As a narrative device, Hoover’s F.B.I. functions as antagonist, but thematically the organization is Dillinger’s henchman. Of course. The screenplay grew not from a novel but from Bryan Burrough’s historical study, Public Enemies: America’s Greatest Crime Wave and the Birth of the F.B.I., 1933-34. Note the plural in the title. Could it include the F.B.I. itself as an enemy of the people? J. Edgar Hoover (Billy Crudup) needs a highly publicized arrest to secure funding for his new organization and increase his personal power. He enlists lawmen, little more than hired thugs actually, from Texas to provide muscle to back up his band of “scientific investigators.” He authorizes wire-taps, has the Immigration and Naturalization Service threaten to deport an uncooperative witness and even urges “enhanced interrogation techniques” to encourage Dillinger’s girlfriend Billie (Marion Cotillard) to reveal his whereabouts. Hoover and Purvis are odious. We don’t want them to succeed, but we have little emotional connection to Dillinger. Events just play themselves out for these equally ruthless thugs.

The script, too long by a quarter hour, presents a fragmented story. Like today’s headlines, it forces us to fill in several gaps. Frank Nitti and the Chicago mob turn against Dillinger because, as a celebrity criminal, he has swayed public opinion and Congress to allow the F.B.I. jurisdiction over interstate crimes, thus endangering the Mafia’s nationwide syndicate. How they reach this conclusion and what they do about it remains shadowy. Other characters are equally nebulous. The madam who turns Dillinger over to the F.B.I. appears from nowhere, and his relationship to her or one of her workers pops up too suddenly to be convincing. The script never gives Billie, Dillinger’s real girlfriend, enough context either. Marion Cotillard, an Academy-Award winning actor, has too little to work with in her role as the obligatory “girl” brought on to humanize the gangster. An F.B.I. agent who has previously had only two lines at a staff meeting draws the crucial dramatic task of reporting Dillinger’s final words to her in what could have been a climactic coda to the story—who is he?
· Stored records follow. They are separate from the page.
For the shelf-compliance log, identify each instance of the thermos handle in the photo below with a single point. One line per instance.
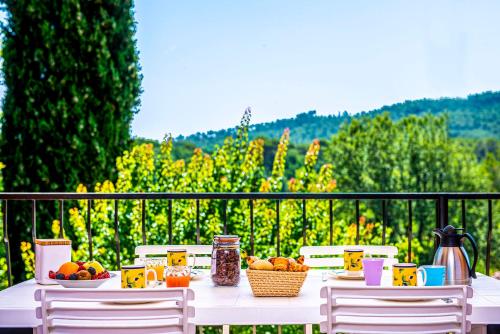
(472, 269)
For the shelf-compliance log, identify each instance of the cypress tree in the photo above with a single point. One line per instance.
(72, 82)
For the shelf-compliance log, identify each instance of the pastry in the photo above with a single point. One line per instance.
(262, 265)
(280, 264)
(252, 259)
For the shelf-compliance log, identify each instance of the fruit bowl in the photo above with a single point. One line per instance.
(95, 283)
(90, 274)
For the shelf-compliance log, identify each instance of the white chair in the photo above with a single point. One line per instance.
(442, 309)
(83, 311)
(333, 256)
(202, 253)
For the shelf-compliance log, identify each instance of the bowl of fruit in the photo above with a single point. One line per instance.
(79, 274)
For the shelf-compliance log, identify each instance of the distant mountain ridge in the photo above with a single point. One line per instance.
(476, 116)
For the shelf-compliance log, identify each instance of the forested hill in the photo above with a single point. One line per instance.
(477, 116)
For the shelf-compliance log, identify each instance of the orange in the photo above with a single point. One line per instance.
(68, 268)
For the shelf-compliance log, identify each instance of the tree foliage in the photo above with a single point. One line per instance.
(72, 87)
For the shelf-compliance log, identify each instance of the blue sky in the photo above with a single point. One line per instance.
(204, 62)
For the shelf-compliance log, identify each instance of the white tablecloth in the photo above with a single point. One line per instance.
(237, 305)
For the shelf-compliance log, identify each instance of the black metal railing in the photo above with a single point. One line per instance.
(441, 212)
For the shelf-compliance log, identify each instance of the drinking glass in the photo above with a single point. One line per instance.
(158, 265)
(352, 262)
(433, 275)
(372, 269)
(178, 276)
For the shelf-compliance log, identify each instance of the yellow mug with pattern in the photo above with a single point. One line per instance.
(404, 274)
(352, 262)
(136, 276)
(178, 257)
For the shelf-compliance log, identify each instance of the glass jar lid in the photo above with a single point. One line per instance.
(228, 239)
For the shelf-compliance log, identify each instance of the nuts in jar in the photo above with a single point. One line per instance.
(226, 260)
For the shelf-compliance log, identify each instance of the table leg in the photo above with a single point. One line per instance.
(479, 329)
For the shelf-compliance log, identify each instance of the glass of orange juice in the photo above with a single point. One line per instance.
(178, 276)
(158, 265)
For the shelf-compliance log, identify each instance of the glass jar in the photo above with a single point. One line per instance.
(226, 262)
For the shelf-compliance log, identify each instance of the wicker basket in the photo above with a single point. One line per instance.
(266, 283)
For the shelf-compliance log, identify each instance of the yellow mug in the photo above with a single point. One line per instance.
(136, 276)
(178, 257)
(352, 262)
(404, 274)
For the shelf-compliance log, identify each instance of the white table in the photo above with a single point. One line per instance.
(237, 305)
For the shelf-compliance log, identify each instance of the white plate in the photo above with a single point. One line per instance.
(197, 274)
(72, 284)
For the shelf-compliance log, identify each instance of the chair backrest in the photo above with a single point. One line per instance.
(442, 309)
(202, 253)
(333, 256)
(115, 311)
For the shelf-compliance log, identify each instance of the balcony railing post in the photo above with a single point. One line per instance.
(89, 229)
(410, 229)
(197, 221)
(33, 221)
(224, 215)
(6, 242)
(143, 222)
(252, 249)
(443, 211)
(61, 219)
(330, 206)
(464, 218)
(169, 216)
(304, 222)
(357, 222)
(489, 237)
(384, 221)
(117, 236)
(278, 227)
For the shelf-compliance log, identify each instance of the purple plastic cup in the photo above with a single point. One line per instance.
(372, 269)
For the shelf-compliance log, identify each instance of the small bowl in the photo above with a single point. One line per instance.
(93, 283)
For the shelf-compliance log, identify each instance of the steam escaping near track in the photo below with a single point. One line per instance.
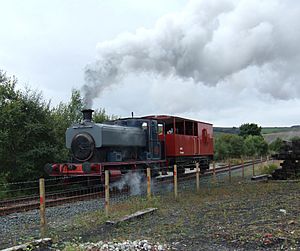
(133, 180)
(211, 42)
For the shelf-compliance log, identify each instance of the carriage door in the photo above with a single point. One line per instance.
(196, 139)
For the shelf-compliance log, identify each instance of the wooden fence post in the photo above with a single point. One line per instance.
(42, 207)
(106, 192)
(197, 178)
(214, 171)
(229, 173)
(243, 169)
(175, 181)
(148, 182)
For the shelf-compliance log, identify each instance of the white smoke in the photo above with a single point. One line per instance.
(246, 42)
(132, 179)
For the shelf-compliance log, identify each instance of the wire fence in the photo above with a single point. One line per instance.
(65, 197)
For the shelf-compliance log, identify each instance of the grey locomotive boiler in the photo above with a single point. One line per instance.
(109, 145)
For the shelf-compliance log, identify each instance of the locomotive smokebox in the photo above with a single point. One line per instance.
(87, 115)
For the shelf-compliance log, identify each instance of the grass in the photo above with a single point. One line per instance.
(236, 215)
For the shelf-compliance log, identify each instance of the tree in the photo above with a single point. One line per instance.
(250, 129)
(27, 141)
(276, 145)
(228, 146)
(255, 146)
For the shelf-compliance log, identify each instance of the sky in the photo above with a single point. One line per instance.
(226, 62)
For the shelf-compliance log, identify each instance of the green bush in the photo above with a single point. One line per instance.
(268, 169)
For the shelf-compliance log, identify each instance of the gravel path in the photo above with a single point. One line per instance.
(20, 227)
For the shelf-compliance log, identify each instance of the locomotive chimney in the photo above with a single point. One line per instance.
(87, 115)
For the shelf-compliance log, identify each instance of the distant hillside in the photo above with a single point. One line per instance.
(230, 130)
(269, 133)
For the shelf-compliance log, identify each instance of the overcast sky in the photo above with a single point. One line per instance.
(226, 62)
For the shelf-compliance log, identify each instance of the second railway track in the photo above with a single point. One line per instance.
(33, 202)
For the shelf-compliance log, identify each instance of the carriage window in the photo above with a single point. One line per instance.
(189, 128)
(160, 129)
(195, 129)
(204, 135)
(145, 125)
(179, 127)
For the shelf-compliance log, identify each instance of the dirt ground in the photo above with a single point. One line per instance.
(239, 216)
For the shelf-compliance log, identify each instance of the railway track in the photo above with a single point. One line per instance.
(55, 199)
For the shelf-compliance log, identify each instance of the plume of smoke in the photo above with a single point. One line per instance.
(133, 180)
(210, 41)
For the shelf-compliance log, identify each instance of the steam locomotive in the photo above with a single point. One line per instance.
(135, 143)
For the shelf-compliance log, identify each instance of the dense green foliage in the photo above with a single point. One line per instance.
(235, 146)
(31, 132)
(276, 145)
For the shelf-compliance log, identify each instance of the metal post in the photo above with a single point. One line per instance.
(175, 181)
(197, 178)
(243, 169)
(229, 173)
(106, 192)
(148, 182)
(42, 207)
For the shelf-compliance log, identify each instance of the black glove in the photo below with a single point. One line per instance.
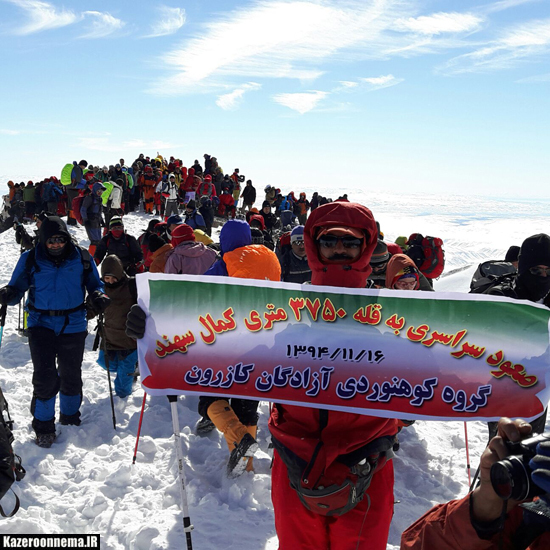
(97, 302)
(135, 322)
(7, 294)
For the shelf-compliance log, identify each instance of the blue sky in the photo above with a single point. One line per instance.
(423, 96)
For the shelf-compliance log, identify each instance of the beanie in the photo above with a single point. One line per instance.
(155, 242)
(297, 234)
(116, 220)
(380, 254)
(174, 219)
(182, 233)
(534, 251)
(512, 254)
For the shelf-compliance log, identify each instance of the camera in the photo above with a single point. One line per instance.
(511, 477)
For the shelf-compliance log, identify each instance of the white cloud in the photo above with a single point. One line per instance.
(233, 99)
(534, 79)
(41, 16)
(103, 24)
(379, 82)
(526, 40)
(439, 23)
(279, 39)
(301, 102)
(169, 22)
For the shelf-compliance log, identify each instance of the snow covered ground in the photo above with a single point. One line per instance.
(86, 482)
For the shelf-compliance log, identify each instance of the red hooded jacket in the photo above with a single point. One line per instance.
(297, 428)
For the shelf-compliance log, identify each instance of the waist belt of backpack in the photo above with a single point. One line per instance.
(58, 313)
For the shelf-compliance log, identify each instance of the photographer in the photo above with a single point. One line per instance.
(483, 520)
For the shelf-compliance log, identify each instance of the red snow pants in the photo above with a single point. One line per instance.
(362, 528)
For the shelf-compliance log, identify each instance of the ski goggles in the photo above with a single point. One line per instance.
(57, 240)
(540, 271)
(331, 241)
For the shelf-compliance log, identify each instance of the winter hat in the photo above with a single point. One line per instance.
(257, 235)
(380, 254)
(155, 242)
(297, 234)
(116, 221)
(534, 251)
(182, 233)
(202, 237)
(51, 226)
(512, 254)
(174, 219)
(112, 266)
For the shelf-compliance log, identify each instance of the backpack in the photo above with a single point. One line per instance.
(75, 207)
(283, 244)
(427, 253)
(490, 274)
(10, 464)
(66, 174)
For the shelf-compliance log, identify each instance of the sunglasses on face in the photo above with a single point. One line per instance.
(57, 240)
(331, 241)
(540, 271)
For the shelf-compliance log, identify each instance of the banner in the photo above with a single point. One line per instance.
(388, 353)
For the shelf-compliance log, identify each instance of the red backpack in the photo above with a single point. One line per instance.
(75, 207)
(427, 253)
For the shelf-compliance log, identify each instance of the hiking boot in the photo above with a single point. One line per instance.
(204, 426)
(238, 459)
(44, 440)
For action and entertainment, “Public Enemies” stands out among this year’s summer films. Depp’s Dillinger fits into the pattern of today’s super criminals. He’s not a fascinating sociopath, like Cagney’s Tommy Powers. He’s just doing business like Michael Corleone. I don’t think Jackie Reilly would be interested in playing him either.
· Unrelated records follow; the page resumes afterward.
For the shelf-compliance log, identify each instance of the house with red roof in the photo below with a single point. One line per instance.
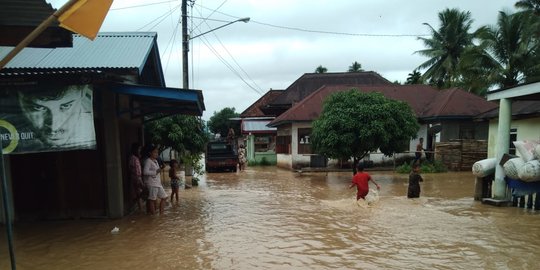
(260, 139)
(443, 115)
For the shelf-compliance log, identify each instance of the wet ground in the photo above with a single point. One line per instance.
(268, 218)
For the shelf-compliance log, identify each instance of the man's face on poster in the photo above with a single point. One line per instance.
(53, 117)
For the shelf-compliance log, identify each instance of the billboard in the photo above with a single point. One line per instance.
(46, 118)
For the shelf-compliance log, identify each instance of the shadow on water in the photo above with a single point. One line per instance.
(268, 218)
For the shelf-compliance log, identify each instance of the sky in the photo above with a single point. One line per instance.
(284, 39)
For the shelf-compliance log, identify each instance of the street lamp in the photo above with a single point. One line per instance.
(186, 38)
(245, 20)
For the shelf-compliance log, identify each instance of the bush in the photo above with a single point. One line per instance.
(426, 167)
(264, 162)
(404, 168)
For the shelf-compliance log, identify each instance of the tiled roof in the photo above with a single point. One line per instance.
(425, 101)
(259, 126)
(309, 82)
(108, 50)
(254, 110)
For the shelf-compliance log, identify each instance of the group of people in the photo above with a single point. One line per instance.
(145, 175)
(242, 158)
(361, 180)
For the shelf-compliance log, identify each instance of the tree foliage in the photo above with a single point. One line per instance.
(355, 67)
(529, 5)
(321, 69)
(445, 48)
(182, 133)
(353, 123)
(414, 77)
(509, 49)
(220, 122)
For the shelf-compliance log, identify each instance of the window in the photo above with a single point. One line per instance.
(304, 141)
(513, 138)
(283, 144)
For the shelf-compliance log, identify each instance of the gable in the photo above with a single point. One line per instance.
(427, 102)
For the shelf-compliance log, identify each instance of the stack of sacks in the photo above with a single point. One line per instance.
(527, 166)
(484, 167)
(511, 167)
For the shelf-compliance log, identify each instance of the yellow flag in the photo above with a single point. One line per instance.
(85, 17)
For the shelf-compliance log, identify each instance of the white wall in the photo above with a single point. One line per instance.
(527, 129)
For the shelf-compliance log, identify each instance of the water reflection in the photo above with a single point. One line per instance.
(267, 218)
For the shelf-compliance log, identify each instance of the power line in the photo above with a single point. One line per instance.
(143, 5)
(318, 31)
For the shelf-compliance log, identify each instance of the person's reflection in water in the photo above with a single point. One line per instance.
(60, 118)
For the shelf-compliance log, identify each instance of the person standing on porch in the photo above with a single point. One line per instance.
(152, 180)
(135, 172)
(418, 153)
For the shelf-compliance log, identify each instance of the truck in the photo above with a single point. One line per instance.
(220, 156)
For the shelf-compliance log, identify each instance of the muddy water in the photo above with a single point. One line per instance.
(266, 218)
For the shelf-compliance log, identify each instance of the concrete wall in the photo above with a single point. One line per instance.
(527, 129)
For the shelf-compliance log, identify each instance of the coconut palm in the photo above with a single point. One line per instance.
(321, 69)
(355, 67)
(414, 77)
(446, 47)
(531, 5)
(511, 50)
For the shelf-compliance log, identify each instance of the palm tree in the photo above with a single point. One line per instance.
(414, 77)
(355, 67)
(511, 50)
(321, 69)
(445, 47)
(530, 5)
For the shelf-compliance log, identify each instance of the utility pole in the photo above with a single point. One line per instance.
(185, 46)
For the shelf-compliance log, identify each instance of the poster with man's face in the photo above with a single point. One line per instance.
(47, 118)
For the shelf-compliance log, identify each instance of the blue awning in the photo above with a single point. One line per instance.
(156, 102)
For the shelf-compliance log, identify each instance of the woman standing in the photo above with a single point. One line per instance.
(135, 173)
(153, 182)
(242, 157)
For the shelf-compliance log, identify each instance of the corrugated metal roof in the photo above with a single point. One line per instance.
(108, 50)
(257, 126)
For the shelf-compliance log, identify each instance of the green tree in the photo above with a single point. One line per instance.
(353, 123)
(220, 122)
(531, 5)
(446, 47)
(355, 67)
(321, 69)
(182, 133)
(508, 51)
(414, 77)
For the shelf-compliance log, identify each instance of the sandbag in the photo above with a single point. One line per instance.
(537, 152)
(530, 171)
(512, 166)
(526, 149)
(484, 167)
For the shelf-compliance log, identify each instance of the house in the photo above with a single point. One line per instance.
(310, 82)
(260, 139)
(442, 114)
(517, 118)
(123, 86)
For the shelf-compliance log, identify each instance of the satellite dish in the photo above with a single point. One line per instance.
(435, 129)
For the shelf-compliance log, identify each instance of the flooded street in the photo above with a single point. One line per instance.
(268, 218)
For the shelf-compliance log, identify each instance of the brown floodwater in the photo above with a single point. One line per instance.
(268, 218)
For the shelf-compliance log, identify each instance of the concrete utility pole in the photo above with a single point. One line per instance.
(185, 46)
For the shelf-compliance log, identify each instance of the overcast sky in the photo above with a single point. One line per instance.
(236, 64)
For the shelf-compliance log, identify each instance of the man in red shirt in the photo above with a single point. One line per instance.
(361, 181)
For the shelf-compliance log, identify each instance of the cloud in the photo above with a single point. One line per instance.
(285, 39)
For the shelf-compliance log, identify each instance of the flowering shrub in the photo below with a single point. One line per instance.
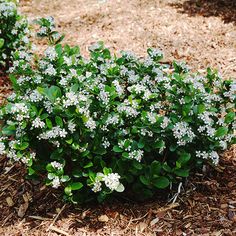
(13, 32)
(108, 123)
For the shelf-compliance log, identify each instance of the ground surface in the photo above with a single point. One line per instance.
(201, 32)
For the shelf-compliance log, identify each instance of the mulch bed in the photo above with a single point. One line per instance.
(207, 203)
(206, 206)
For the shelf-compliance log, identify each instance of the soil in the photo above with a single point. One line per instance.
(202, 33)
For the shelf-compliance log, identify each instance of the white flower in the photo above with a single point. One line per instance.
(90, 124)
(104, 97)
(71, 127)
(25, 39)
(151, 117)
(37, 123)
(182, 130)
(118, 87)
(97, 186)
(56, 182)
(55, 132)
(165, 122)
(50, 70)
(2, 148)
(35, 96)
(71, 99)
(105, 143)
(57, 165)
(112, 181)
(137, 155)
(214, 157)
(50, 53)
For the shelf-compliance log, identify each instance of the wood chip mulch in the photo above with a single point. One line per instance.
(205, 206)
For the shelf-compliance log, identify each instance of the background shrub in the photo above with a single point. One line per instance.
(111, 123)
(13, 32)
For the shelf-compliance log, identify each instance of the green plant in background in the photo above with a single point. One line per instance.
(105, 124)
(14, 32)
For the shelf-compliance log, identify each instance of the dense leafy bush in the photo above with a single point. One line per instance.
(13, 32)
(108, 123)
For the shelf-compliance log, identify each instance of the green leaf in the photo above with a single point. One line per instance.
(49, 123)
(184, 158)
(107, 171)
(59, 121)
(201, 108)
(161, 182)
(120, 188)
(141, 143)
(182, 172)
(76, 186)
(65, 178)
(90, 164)
(156, 168)
(137, 165)
(1, 42)
(221, 131)
(21, 146)
(144, 180)
(117, 149)
(9, 130)
(69, 141)
(159, 144)
(31, 171)
(67, 190)
(230, 117)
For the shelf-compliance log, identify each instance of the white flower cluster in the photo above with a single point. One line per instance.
(55, 132)
(7, 9)
(56, 165)
(71, 127)
(137, 155)
(183, 133)
(128, 108)
(2, 148)
(112, 181)
(90, 124)
(231, 94)
(37, 123)
(212, 156)
(56, 182)
(20, 110)
(50, 53)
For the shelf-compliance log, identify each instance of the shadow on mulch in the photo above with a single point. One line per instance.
(206, 204)
(225, 9)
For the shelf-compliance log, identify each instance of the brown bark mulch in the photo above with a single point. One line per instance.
(205, 206)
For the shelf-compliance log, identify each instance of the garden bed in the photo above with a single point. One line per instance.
(206, 205)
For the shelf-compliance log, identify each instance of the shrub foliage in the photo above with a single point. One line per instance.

Richard A. Blake is professor of fine arts and co-director of the film studies program at Boston College in Chestnut Hill, Mass.

Comments

kk | 8/5/2009 - 7:29pm

You have a lot of questions to be answered in a movie you wanted 15 minutes shorter.

I agree about the madam-her story is fleshed out a little late in the movie.

I think that this movie is more objective than Bonnie & Clyde. No heroism. Background about being beaten by his father and sent to prison for 10-20 for a first offense and coming out a hardened criminal-all true.  JD is not idolized; he is opaque and probably was. I thought it odd that they had to add a postcript that Purvis committed suicide in 1960. So what? Was a wrong to pursue a cop killer?

I think they glossed over the fact that JD died a hero. Thousands marched by his casket. He stole money the old fashioned way. The Mob and Wall Street could have taught him many lessons.